Dudley mengatakan selama dekade terakhir, gagasan jihad cinta terkadang memudar setelah dibantah oleh polisi atau penyelidikan hukum, hanya untuk muncul kembali di waktu, wilayah, atau komunitas yang berbeda. Bahkan telah menyebar ke diaspora India dan kelompok minoritas non-Muslim di India. Umat Kristen, Sikh, dan Budha juga mengeluhkan ancaman jihad cinta.
Menurut Dedley, kekuatan hoaks sebagai ancaman gender (ancaman yang mempermainkan stereotip gender seperti gagasan perempuan tidak berdaya dan membutuhkan perlindungan) dapat dilihat di bagian komentar menanggapi opini baru-baru ini dari kontributor Washington Post Rana Ayyub melawan penyebaran teori jihad cinta.

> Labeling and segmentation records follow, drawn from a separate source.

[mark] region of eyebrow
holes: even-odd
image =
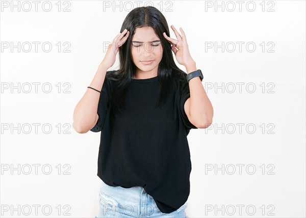
[[[151,42],[160,42],[161,40],[155,40],[155,41],[152,41]],[[136,43],[143,43],[143,42],[139,42],[139,41],[132,41],[132,42],[136,42]]]

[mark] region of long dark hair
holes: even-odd
[[[161,83],[158,106],[161,106],[168,97],[173,83],[180,81],[181,89],[188,85],[186,73],[175,64],[171,49],[171,45],[163,35],[164,32],[170,36],[168,23],[164,15],[152,6],[141,7],[134,9],[124,19],[120,32],[124,29],[130,31],[126,41],[119,47],[120,67],[119,70],[108,72],[106,77],[112,81],[111,93],[109,95],[110,105],[114,111],[121,112],[125,108],[124,98],[132,78],[135,74],[136,66],[133,62],[131,54],[132,38],[137,28],[150,26],[159,38],[163,47],[163,57],[158,66],[158,75]]]

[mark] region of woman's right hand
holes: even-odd
[[[123,37],[123,36],[126,33],[126,35]],[[118,48],[125,42],[129,35],[130,31],[125,29],[121,33],[118,34],[113,40],[112,44],[109,45],[105,57],[101,63],[104,66],[107,66],[108,69],[112,67],[115,63],[116,55],[119,50]]]

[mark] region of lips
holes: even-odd
[[[141,63],[142,63],[143,64],[150,64],[153,63],[154,61],[154,60],[151,61],[141,61]]]

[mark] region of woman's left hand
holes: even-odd
[[[183,36],[181,36],[173,25],[171,25],[171,28],[174,32],[175,36],[176,36],[177,40],[169,37],[165,33],[163,33],[163,35],[166,39],[172,45],[171,46],[171,49],[174,52],[177,62],[185,66],[189,63],[194,62],[189,52],[186,36],[183,29],[180,28],[180,30],[182,32],[182,35]]]

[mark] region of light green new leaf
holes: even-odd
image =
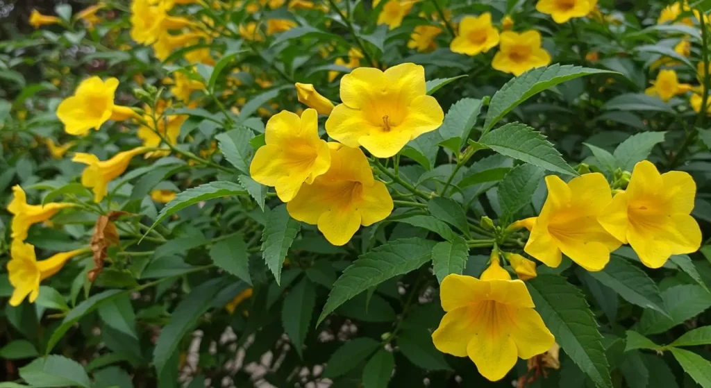
[[[539,275],[526,285],[536,311],[565,354],[598,387],[611,388],[602,335],[581,291],[556,275]]]
[[[711,362],[693,352],[675,347],[670,350],[684,372],[688,373],[695,382],[703,388],[711,388]]]
[[[469,248],[461,237],[456,236],[451,242],[438,242],[432,248],[432,268],[437,281],[442,283],[449,274],[461,275],[469,258]]]
[[[434,244],[434,241],[416,237],[397,239],[361,255],[333,284],[316,325],[346,301],[422,266],[429,261]]]
[[[519,104],[552,86],[591,74],[614,72],[570,65],[561,66],[557,63],[528,70],[506,82],[491,98],[483,134],[488,132],[497,122]]]
[[[368,337],[356,338],[344,343],[331,355],[324,370],[324,377],[333,379],[345,374],[365,361],[380,346],[380,343]]]
[[[523,124],[507,124],[482,135],[479,142],[501,155],[546,170],[565,175],[578,175],[545,136]]]
[[[666,132],[640,132],[628,137],[613,153],[617,160],[617,167],[631,171],[637,162],[649,156],[654,146],[664,141],[665,134]]]
[[[644,271],[627,260],[613,259],[602,271],[590,272],[598,281],[612,289],[624,300],[666,315],[659,288]]]
[[[52,355],[38,358],[19,370],[20,377],[35,388],[46,387],[92,387],[81,364],[65,357]]]
[[[274,274],[277,284],[282,281],[282,265],[301,224],[289,216],[287,205],[274,208],[267,217],[262,232],[262,257]]]
[[[316,289],[308,278],[292,289],[282,306],[282,325],[299,356],[301,357],[304,341],[309,332],[309,325],[316,305]]]

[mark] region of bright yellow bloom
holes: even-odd
[[[16,239],[13,241],[11,259],[7,263],[8,277],[15,289],[10,298],[10,306],[19,306],[28,295],[30,303],[34,303],[40,294],[41,281],[58,272],[70,259],[87,252],[88,248],[58,253],[38,262],[33,246]]]
[[[330,99],[319,94],[312,84],[296,82],[296,97],[299,102],[309,108],[314,108],[321,114],[328,116],[333,110],[333,103]]]
[[[64,124],[64,130],[73,135],[85,135],[92,128],[98,131],[109,119],[120,121],[135,117],[131,108],[114,104],[118,87],[119,80],[113,77],[105,82],[98,77],[82,81],[74,95],[57,107],[57,117]]]
[[[73,206],[71,203],[52,202],[42,205],[29,205],[27,195],[19,185],[12,188],[12,201],[7,205],[7,211],[14,217],[12,218],[12,234],[11,237],[18,241],[27,238],[27,232],[34,224],[49,220],[60,210]]]
[[[77,143],[75,141],[67,141],[64,144],[55,144],[53,140],[48,139],[45,141],[45,144],[47,145],[47,149],[49,150],[49,153],[52,155],[53,158],[61,159],[64,157],[64,154],[69,151],[69,149],[73,147]]]
[[[151,191],[151,199],[161,203],[168,203],[178,194],[172,190],[154,190]]]
[[[378,16],[378,23],[387,24],[391,30],[400,27],[402,23],[402,19],[417,2],[416,0],[389,0],[383,6],[383,10]],[[373,6],[375,5],[373,4]]]
[[[96,155],[77,152],[74,154],[72,161],[87,165],[82,173],[82,184],[84,187],[93,188],[94,202],[98,203],[106,196],[109,182],[124,173],[134,156],[149,149],[146,147],[137,147],[130,151],[119,152],[113,158],[104,161],[100,161]]]
[[[442,32],[442,28],[437,26],[417,26],[410,36],[407,47],[422,52],[434,50],[437,48],[434,38]]]
[[[523,250],[550,267],[560,264],[562,252],[588,271],[600,271],[622,244],[597,221],[612,200],[605,177],[593,173],[566,183],[548,176],[545,184],[548,198]]]
[[[43,15],[36,9],[33,9],[32,13],[30,14],[30,19],[28,21],[30,23],[30,26],[32,26],[35,28],[39,28],[43,26],[50,26],[61,23],[62,19],[58,18],[57,16]]]
[[[442,125],[444,113],[427,95],[424,68],[402,63],[380,71],[358,68],[341,80],[341,100],[326,122],[328,136],[389,158],[410,140]]]
[[[252,178],[267,186],[274,186],[284,202],[292,200],[303,188],[314,183],[331,166],[328,145],[319,137],[319,114],[304,111],[301,117],[282,111],[267,122],[266,145],[260,147],[250,166]]]
[[[267,21],[267,35],[289,31],[296,26],[295,21],[289,19],[269,19]]]
[[[338,143],[329,143],[328,148],[328,172],[313,183],[301,186],[287,204],[287,210],[294,219],[318,225],[333,245],[343,245],[360,225],[369,226],[390,215],[392,198],[385,185],[373,178],[370,166],[360,149]]]
[[[498,261],[492,261],[492,267],[501,269]],[[455,274],[444,278],[439,297],[447,314],[432,333],[432,342],[444,353],[468,355],[482,376],[496,381],[518,357],[540,355],[555,339],[533,309],[523,282],[492,267],[481,280]]]
[[[522,33],[503,31],[499,49],[491,61],[491,67],[516,77],[550,63],[550,55],[540,45],[540,33],[535,30]]]
[[[615,195],[598,217],[602,226],[629,242],[650,268],[664,265],[672,254],[692,253],[701,245],[701,230],[690,215],[696,183],[683,171],[660,174],[648,161],[634,166],[627,190]]]
[[[547,14],[559,24],[565,23],[572,18],[582,18],[590,12],[588,0],[538,0],[536,11]]]
[[[491,24],[491,14],[464,16],[459,23],[459,34],[449,45],[454,53],[476,55],[498,44],[498,31]]]
[[[691,90],[689,84],[680,84],[673,70],[660,70],[657,79],[651,82],[652,86],[645,90],[648,96],[656,96],[662,101],[669,101],[671,97],[683,95]]]

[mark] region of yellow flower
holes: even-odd
[[[495,264],[496,263],[496,264]],[[501,269],[497,262],[492,266]],[[451,274],[442,281],[439,297],[447,314],[432,333],[440,352],[467,355],[482,376],[504,377],[518,357],[541,354],[555,343],[525,285],[508,273],[490,269],[481,279]]]
[[[358,68],[341,80],[341,99],[326,122],[328,136],[378,158],[397,153],[444,118],[437,100],[427,95],[424,68],[414,63],[385,72]]]
[[[506,259],[516,272],[518,279],[528,280],[538,276],[535,271],[535,263],[518,254],[518,253],[507,253]]]
[[[491,24],[491,14],[464,16],[459,23],[459,34],[449,45],[454,53],[476,55],[498,44],[498,31]]]
[[[289,19],[269,19],[267,21],[267,35],[289,31],[296,26],[296,22]]]
[[[20,240],[13,241],[12,258],[7,263],[8,277],[15,289],[10,297],[10,306],[19,306],[28,295],[30,303],[34,303],[40,294],[41,281],[58,272],[70,259],[87,252],[88,248],[58,253],[38,262],[33,246]]]
[[[296,97],[299,102],[309,108],[314,108],[321,114],[328,116],[333,110],[333,103],[330,99],[319,94],[312,84],[296,82]]]
[[[605,177],[593,173],[566,183],[548,176],[545,184],[548,198],[523,250],[550,267],[560,264],[562,252],[588,271],[600,271],[621,245],[597,220],[612,200]]]
[[[662,101],[669,101],[671,97],[683,95],[691,90],[689,84],[680,84],[676,77],[676,72],[672,70],[660,70],[657,79],[651,82],[652,86],[645,90],[649,96],[656,96]]]
[[[607,232],[629,242],[644,265],[659,268],[672,254],[692,253],[701,245],[701,230],[690,215],[695,195],[688,173],[660,174],[642,161],[627,190],[617,193],[598,219]]]
[[[60,210],[73,206],[71,203],[49,203],[42,205],[28,205],[27,195],[19,185],[12,188],[12,201],[7,205],[7,211],[14,217],[12,218],[12,234],[11,237],[18,241],[27,238],[27,232],[34,224],[49,220]]]
[[[151,191],[151,199],[161,203],[168,203],[178,194],[172,190],[154,190]]]
[[[87,165],[82,173],[82,184],[93,188],[94,202],[98,203],[106,196],[109,182],[124,173],[134,156],[146,152],[149,149],[137,147],[130,151],[119,152],[107,161],[100,161],[96,155],[77,152],[72,161]]]
[[[437,48],[434,38],[442,33],[442,29],[437,26],[417,26],[410,36],[407,47],[417,48],[417,51],[429,51]]]
[[[319,138],[319,115],[316,110],[296,114],[282,111],[267,122],[264,141],[250,166],[252,178],[274,186],[284,202],[292,200],[302,184],[325,173],[331,166],[326,142]]]
[[[114,104],[118,87],[119,80],[113,77],[105,82],[98,77],[82,81],[74,95],[57,107],[57,117],[64,124],[64,130],[73,135],[85,135],[92,128],[98,131],[109,119],[120,121],[135,117],[131,108]]]
[[[390,215],[392,198],[385,185],[373,178],[370,166],[360,149],[338,143],[329,143],[328,148],[328,172],[310,185],[301,186],[287,204],[287,210],[299,221],[318,225],[333,245],[343,245],[360,225],[369,226]]]
[[[588,0],[538,0],[535,5],[536,11],[550,15],[559,24],[572,18],[582,18],[590,9]]]
[[[48,139],[45,141],[45,144],[47,145],[47,149],[49,150],[49,153],[52,155],[53,158],[61,159],[64,156],[64,154],[69,151],[69,149],[76,144],[76,142],[68,141],[64,144],[55,144],[53,140]]]
[[[390,0],[383,6],[380,14],[378,16],[378,24],[387,24],[390,29],[400,27],[402,19],[410,13],[412,6],[417,3],[413,0]],[[375,6],[375,4],[373,4]]]
[[[30,26],[32,26],[35,28],[39,28],[43,26],[50,26],[61,23],[62,19],[58,18],[57,16],[43,15],[36,9],[33,9],[32,13],[30,14],[30,19],[28,22]]]
[[[550,55],[540,46],[540,33],[529,30],[522,33],[501,33],[499,52],[491,67],[518,77],[526,70],[550,63]]]

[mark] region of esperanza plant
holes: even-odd
[[[0,387],[711,387],[703,2],[36,3]]]

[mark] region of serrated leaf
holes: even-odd
[[[533,193],[543,180],[544,171],[530,164],[514,167],[498,184],[498,203],[501,208],[501,224],[531,203]]]
[[[509,123],[483,135],[479,143],[506,156],[551,171],[577,176],[553,144],[545,139],[540,132],[528,125]]]
[[[598,281],[614,290],[624,300],[666,315],[659,288],[643,271],[627,260],[610,260],[602,271],[590,272]]]
[[[306,277],[292,289],[282,306],[282,325],[292,340],[299,356],[301,357],[304,341],[309,332],[314,306],[316,305],[316,289]]]
[[[282,281],[282,265],[287,252],[301,225],[289,216],[287,205],[274,208],[267,217],[267,224],[262,232],[262,258],[274,274],[279,284]]]
[[[711,307],[711,293],[699,286],[675,286],[662,291],[669,317],[654,310],[645,310],[636,330],[643,334],[665,332]]]
[[[565,354],[597,387],[611,388],[602,335],[580,290],[556,275],[539,274],[526,284],[536,311]]]
[[[36,388],[92,386],[81,364],[57,355],[38,358],[20,368],[19,372],[25,382]]]
[[[461,275],[469,258],[469,248],[466,240],[456,236],[451,242],[438,242],[432,248],[432,268],[437,281],[442,282],[449,274]]]
[[[363,388],[387,388],[395,367],[392,353],[379,350],[370,357],[363,370]]]
[[[665,134],[666,132],[640,132],[628,137],[613,153],[617,167],[631,171],[637,162],[649,156],[654,146],[664,141]]]
[[[210,258],[215,265],[252,285],[250,257],[242,235],[235,235],[216,242],[210,249]]]
[[[672,347],[670,350],[684,372],[688,373],[695,382],[703,388],[711,388],[711,362],[683,349]]]
[[[324,377],[333,379],[345,374],[358,366],[380,346],[380,343],[367,337],[356,338],[344,343],[331,355],[324,370]]]
[[[429,260],[434,244],[420,238],[397,239],[362,254],[333,284],[316,325],[346,301],[422,266]]]
[[[711,326],[704,326],[688,331],[679,337],[669,346],[698,346],[700,345],[711,345]],[[0,351],[0,354],[1,354]]]
[[[540,92],[579,77],[611,72],[614,72],[570,65],[561,66],[557,63],[528,70],[506,82],[491,97],[483,134],[488,132],[511,109]]]

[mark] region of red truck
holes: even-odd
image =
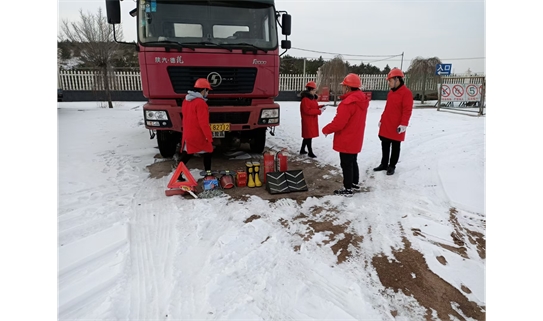
[[[108,23],[121,22],[119,0],[106,0]],[[279,57],[291,48],[291,16],[274,0],[138,0],[138,59],[145,127],[163,157],[183,133],[181,104],[198,78],[207,78],[209,122],[221,144],[248,142],[262,153],[279,125]],[[281,19],[280,19],[281,18]],[[281,21],[281,22],[280,22]],[[278,26],[285,40],[279,54]],[[115,41],[116,38],[115,38]]]

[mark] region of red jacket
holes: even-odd
[[[332,122],[322,129],[325,135],[334,134],[333,148],[336,152],[358,154],[362,150],[366,115],[369,101],[360,91],[351,91],[342,97],[337,114]]]
[[[213,136],[209,127],[209,107],[199,93],[189,91],[181,105],[183,137],[181,150],[186,144],[187,153],[213,152]]]
[[[404,141],[405,132],[398,134],[398,126],[409,125],[411,112],[413,111],[413,94],[405,85],[396,91],[389,91],[385,110],[381,115],[381,126],[379,126],[379,136],[388,139]]]
[[[302,116],[302,138],[319,137],[319,109],[316,97],[307,91],[302,92],[300,115]]]

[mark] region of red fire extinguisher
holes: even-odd
[[[267,151],[264,153],[264,183],[266,183],[266,174],[275,171],[275,156],[273,152]]]
[[[287,171],[287,155],[285,155],[284,151],[286,148],[283,148],[279,153],[275,155],[275,170],[277,172],[286,172]]]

Seorang komentator kritis memperingatkan tentang pria Muslim di mana pun secara aktif mencari gadis muda non-Muslim yang mudah terpengaruh. Kekuatan ancaman demografis (ketakutan minoritas akan segera melebihi mayoritas) dapat dilihat di komentar lain yang membela gagasan cinta jihad dengan mengklaim ada formula romantis politik yang berpola jelas dan sinis oleh umat Islam untuk meningkatkan pijakan mereka.
Apakah teori konspirasi cinta jihad akan bertahan?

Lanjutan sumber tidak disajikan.